Disaster Medical I and II

Introduction and Unit Overview — Disaster Medical Operations I

The need for disaster medical operations is based on two assumptions:

  • The number of victims will exceed the local capacity for treatment.
  • Survivors will assist others. They will do whatever they know how to do. They need to know lifesaving or post-disaster survival techniques.

There are three phases of death from trauma:

  • Phase 1: Death within minutes as a result of overwhelming and irreversible damage to vital organs
  • Phase 2: Death within several hours as a result of excessive bleeding
  • Phase 3: Death in several days or weeks as a result of infection or multiple-system failure (i.e., complications from the injury)

Peter Safer’s research after earthquakes in Chile, Peru, and Italy indicated that more than 40 percent of disaster victims in the second and third phases of death from trauma could be saved by providing simple medical care.

CERT personnel are trained to provide:

  • Treatment for life-threatening conditions—airway obstruction, bleeding, and shock—and for other less urgent conditions.
  • The greatest good for the greatest number of victims by conducting simple triage and rapid treatment.

In a disaster, there will be more victims than rescuers and that immediate help will not be available. CERTs must be able to function quickly and efficiently to save lives.


At the end of this unit, you should be able to:

  • Identify the “killers.”
  • Apply techniques for opening the airway, controlling bleeding, and treating for shock.
  • Conduct triage under simulated disaster conditions.

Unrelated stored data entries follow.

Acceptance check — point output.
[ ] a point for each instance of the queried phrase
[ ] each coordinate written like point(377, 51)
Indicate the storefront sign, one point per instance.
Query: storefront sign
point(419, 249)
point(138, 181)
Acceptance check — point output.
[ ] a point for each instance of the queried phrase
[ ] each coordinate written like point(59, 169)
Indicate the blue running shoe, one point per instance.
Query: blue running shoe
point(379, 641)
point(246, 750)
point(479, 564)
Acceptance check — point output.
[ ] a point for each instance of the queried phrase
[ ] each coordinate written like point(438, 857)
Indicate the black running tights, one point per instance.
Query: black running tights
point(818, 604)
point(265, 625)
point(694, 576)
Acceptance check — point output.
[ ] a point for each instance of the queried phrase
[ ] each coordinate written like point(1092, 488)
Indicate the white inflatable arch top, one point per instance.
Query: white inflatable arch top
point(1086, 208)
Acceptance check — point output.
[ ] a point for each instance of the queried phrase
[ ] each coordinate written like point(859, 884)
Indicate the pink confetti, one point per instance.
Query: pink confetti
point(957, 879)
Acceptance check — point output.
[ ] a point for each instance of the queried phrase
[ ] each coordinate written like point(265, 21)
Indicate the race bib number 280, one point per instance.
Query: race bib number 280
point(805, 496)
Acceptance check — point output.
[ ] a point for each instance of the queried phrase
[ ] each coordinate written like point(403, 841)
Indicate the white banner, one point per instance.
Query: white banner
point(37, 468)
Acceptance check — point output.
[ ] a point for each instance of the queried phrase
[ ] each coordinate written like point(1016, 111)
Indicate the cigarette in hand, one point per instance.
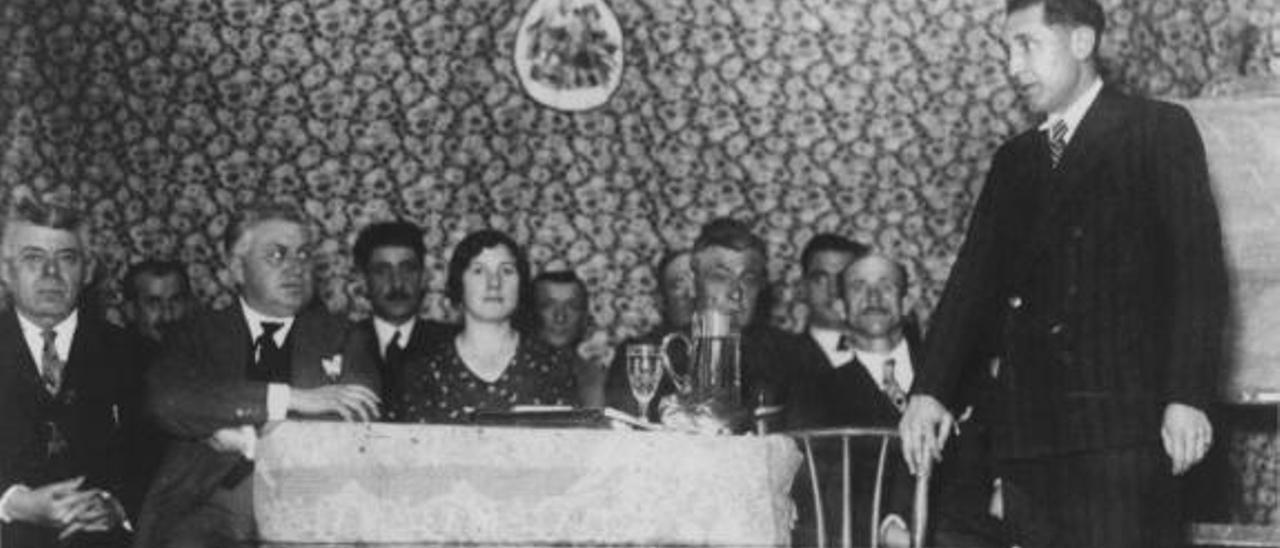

The goal of disaster medical operations is to do the greatest good for the greatest number. In a disaster with many victims, time will be critical. CERT members will need to work quickly and efficiently to help as many victims as possible.

This unit will introduce you to the “three killers” and the principles of triage. Throughout the unit, you will have opportunities to practice the treatment techniques and, at the end of the unit, you will have the opportunity to conduct triage evaluations in a simulated disaster.

The first section will deal with treatment for life-threatening conditions: Airway obstruction, excessive bleeding, and shock.

Introduction and Unit Overview — Disaster Medical Operations II

This unit will cover:

  • Public health concerns related to sanitation, hygiene, and water purification.
  • Organization of disaster medical operations.
  • Establishing treatment areas.
  • Conducting head-to-toe assessments.
  • Treating wounds, fractures, sprains, and other common injuries.


At the end of this unit, you should be able to:

  • Take appropriate sanitation measures to protect the public health.
  • Perform head-to-toe patient assessments.
  • Establish a treatment area.
  • Apply splints to suspected fractures and sprains, and employ basic treatments for other wounds.